Luckily (or so I thought at the time), I saw that there was another door next to the restroom, propped open by a bucket and mop. It was obviously where Starbucks stored the cleaning supplies, as the walls were lined with shelves. But I could also see -- right there in the middle of the room against the wall, unprotected by a stall or a covering of any sort -- a sparkling white commode. Well, it probably wasn't sparkling; but right at that moment, it was my knight in shining alabaster armor. I quickly kicked the bucket aside and shut the door behind me.
I'm not sure if it was one of those busybody bitches who alerted management or if some eagle-eyed barista had spied me entering the room. Either way, within literally fifteen seconds, someone was knocking loudly at the door and screaming at the top of his lungs, "Sir, you need to get out now. You cannot be in there!"

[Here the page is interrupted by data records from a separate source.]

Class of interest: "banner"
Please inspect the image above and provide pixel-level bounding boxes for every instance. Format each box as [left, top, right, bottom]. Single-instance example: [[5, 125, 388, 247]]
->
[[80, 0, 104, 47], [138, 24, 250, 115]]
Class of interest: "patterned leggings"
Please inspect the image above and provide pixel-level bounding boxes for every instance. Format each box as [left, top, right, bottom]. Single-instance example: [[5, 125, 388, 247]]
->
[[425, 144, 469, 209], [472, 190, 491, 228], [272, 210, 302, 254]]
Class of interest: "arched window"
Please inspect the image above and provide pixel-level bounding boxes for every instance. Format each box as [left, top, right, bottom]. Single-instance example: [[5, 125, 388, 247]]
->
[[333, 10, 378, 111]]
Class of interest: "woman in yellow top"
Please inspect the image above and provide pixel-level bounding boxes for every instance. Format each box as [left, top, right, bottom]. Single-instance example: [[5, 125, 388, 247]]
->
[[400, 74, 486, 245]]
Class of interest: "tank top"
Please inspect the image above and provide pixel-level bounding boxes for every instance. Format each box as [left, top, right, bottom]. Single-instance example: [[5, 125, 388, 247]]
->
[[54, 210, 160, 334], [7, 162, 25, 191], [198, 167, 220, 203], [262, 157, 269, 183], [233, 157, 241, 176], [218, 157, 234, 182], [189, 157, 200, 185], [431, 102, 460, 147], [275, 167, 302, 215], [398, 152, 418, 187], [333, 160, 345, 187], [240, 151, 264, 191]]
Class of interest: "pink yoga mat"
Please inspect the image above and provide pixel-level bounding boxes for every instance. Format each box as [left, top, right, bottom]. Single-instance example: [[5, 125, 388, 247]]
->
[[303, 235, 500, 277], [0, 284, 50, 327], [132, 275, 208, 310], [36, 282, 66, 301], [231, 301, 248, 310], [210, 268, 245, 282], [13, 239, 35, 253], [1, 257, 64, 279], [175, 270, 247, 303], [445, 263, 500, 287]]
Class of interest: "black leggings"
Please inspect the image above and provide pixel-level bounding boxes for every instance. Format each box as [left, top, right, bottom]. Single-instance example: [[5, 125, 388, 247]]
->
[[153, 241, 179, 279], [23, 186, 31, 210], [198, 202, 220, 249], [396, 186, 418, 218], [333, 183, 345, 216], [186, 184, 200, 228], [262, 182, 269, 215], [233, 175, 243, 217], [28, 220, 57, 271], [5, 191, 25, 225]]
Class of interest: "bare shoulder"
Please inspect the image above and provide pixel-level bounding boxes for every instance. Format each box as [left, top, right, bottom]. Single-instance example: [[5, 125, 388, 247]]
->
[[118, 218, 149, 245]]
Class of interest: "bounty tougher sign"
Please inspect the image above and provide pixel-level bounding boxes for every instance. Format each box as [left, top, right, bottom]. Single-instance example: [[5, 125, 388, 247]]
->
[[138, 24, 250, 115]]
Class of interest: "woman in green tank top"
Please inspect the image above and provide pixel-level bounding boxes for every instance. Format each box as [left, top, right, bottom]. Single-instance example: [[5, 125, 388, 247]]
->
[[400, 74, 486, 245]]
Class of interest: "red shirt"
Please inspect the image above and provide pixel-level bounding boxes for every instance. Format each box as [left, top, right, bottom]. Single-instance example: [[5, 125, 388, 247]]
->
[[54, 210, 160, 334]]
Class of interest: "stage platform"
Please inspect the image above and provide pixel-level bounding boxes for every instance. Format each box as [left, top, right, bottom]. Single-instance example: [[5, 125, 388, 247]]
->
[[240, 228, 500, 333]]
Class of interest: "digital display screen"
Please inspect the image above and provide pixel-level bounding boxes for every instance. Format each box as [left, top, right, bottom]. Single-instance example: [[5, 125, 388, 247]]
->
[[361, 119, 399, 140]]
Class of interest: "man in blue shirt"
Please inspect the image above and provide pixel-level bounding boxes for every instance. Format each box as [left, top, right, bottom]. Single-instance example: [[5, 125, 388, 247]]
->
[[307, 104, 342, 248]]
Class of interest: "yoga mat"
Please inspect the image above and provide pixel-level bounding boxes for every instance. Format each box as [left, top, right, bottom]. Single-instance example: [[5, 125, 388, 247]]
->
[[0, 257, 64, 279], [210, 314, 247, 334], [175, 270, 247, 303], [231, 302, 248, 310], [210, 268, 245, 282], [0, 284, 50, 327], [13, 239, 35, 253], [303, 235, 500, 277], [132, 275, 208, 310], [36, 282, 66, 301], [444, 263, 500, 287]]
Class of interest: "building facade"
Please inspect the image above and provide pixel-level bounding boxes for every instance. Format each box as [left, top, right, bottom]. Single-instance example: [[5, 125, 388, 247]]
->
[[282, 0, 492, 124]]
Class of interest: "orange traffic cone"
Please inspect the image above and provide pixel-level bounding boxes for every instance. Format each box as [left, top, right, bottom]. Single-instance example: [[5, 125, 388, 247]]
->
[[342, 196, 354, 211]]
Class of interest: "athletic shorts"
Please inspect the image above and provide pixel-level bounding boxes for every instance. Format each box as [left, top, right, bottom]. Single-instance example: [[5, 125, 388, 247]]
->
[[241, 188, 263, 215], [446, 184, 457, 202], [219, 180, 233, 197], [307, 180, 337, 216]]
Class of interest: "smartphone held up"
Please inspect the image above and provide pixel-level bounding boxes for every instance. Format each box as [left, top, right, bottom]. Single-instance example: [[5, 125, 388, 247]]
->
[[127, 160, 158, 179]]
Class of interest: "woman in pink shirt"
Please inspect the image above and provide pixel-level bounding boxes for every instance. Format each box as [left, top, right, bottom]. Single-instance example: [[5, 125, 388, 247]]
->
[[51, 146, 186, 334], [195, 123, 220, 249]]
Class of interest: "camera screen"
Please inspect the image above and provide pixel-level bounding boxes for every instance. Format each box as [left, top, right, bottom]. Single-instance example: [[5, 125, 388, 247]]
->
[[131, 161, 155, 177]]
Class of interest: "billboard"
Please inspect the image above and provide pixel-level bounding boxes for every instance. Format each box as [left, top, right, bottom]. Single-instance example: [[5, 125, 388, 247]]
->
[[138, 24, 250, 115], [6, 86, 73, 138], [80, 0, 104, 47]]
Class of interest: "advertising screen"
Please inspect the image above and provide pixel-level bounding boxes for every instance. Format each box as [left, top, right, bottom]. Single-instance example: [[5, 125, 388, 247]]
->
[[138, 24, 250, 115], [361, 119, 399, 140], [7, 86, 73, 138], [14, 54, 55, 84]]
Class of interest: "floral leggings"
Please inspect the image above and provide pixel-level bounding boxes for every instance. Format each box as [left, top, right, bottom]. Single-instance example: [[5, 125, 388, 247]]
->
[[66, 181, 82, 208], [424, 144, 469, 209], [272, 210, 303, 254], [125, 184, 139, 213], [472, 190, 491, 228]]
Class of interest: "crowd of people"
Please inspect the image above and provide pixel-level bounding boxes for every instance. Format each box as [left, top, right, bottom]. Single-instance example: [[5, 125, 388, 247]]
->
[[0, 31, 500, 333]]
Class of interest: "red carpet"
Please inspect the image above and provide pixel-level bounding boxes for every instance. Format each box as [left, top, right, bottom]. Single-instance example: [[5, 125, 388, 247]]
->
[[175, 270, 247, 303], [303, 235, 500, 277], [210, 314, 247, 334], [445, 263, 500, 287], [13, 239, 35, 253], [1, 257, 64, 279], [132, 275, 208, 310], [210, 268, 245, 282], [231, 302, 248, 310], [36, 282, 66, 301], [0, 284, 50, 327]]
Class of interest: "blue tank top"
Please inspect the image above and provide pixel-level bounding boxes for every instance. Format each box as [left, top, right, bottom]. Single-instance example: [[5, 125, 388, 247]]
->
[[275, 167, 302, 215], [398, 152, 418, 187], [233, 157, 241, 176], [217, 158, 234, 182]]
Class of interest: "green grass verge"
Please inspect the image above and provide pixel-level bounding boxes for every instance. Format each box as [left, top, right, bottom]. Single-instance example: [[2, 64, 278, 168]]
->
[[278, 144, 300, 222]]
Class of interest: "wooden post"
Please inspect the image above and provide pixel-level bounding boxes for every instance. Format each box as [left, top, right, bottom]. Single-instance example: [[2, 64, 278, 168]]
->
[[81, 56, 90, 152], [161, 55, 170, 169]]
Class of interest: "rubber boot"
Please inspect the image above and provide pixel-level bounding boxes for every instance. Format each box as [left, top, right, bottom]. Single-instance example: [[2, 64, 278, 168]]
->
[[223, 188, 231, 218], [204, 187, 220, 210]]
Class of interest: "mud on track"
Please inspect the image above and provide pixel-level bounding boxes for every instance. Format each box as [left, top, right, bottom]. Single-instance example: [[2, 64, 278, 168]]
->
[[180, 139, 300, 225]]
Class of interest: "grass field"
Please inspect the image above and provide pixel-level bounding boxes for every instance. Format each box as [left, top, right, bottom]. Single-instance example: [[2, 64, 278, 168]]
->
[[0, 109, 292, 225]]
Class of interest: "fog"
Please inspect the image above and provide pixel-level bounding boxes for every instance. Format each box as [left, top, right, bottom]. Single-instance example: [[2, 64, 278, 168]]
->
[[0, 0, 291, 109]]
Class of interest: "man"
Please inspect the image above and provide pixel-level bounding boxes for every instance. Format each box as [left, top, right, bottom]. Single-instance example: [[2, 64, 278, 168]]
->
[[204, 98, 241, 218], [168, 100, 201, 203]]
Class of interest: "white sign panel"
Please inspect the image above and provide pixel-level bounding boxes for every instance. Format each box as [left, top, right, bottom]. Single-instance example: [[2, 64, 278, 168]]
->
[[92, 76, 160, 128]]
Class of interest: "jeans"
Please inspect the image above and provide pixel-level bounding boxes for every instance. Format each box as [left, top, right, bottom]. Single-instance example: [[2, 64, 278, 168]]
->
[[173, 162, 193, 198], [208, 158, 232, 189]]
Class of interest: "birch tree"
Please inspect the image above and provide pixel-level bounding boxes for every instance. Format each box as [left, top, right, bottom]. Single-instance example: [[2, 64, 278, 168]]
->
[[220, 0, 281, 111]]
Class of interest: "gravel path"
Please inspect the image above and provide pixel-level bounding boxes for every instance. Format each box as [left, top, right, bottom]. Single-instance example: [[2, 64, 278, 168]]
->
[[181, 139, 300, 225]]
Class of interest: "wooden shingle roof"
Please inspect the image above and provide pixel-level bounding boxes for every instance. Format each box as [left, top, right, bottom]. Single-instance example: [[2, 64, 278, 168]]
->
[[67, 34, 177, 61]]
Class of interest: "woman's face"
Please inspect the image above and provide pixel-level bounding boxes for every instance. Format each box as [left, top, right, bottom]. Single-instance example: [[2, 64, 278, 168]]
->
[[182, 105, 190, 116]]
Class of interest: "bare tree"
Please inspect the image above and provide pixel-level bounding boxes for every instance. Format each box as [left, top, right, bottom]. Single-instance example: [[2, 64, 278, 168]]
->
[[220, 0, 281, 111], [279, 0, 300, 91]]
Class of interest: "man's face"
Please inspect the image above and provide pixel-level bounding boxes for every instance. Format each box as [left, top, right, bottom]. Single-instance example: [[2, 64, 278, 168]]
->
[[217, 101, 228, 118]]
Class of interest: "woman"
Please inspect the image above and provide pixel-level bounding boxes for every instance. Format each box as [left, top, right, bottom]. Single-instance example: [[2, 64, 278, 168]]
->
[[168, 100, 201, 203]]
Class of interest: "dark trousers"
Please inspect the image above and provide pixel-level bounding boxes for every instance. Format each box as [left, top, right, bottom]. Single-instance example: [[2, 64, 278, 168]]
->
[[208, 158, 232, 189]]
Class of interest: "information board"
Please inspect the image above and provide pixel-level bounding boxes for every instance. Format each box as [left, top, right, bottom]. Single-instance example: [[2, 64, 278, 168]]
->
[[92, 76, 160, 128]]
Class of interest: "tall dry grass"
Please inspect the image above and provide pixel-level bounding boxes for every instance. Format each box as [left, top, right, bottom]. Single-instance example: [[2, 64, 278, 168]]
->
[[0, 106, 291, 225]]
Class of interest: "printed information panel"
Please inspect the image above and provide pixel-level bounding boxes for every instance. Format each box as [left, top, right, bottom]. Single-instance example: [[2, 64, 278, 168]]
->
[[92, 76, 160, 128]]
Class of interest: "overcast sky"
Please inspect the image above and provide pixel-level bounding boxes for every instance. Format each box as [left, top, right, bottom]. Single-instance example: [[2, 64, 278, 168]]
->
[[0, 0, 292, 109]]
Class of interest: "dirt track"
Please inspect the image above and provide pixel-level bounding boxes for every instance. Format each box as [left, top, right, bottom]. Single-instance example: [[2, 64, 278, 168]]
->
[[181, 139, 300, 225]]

Of course, at that point, my pants were already around my knees and I was speeding down the fast lane of the Diarrhea Highway.
"Just a second, I'll be right out!"
"Sir! You have to come out right now!!!!"
"Hold on! It's an emergency! I'm sick! I'll be right out!"
Then, BOOM!!! The fucker actually kicked the door open! I'm not sure if he used a key first or what, but he literally kicked the door wide open while I scrambled onto my feet, naked from the waist down, in full view of the gaggle of ladies in the hallway.
Well, the gaggle was giggling mightily, and I was PISSED. But my girlfriend, who was waiting for me out in the cafe, has quite the delicate temperament (if I'm in the car and start yelling and honking at another driver, she's on the brink of tears); so I like to think that if it weren't for her, I would have decked this motherfucker. As it was, I got right into his face and demanded to talk to his manager. I was told the manager wasn't there, but I made sure to call back and get the information.
I ended up sending a letter to Starbucks telling them the situation and hoping to get this asshole fired. Or maybe at least get a goddamn gift card or something. Instead, I just got a letter of apology. Thanks a lot.
Wherever you are, you Starbucks douchebag, I hope that one day soon, a buttload of diarrhea ends up in your polyester workpants.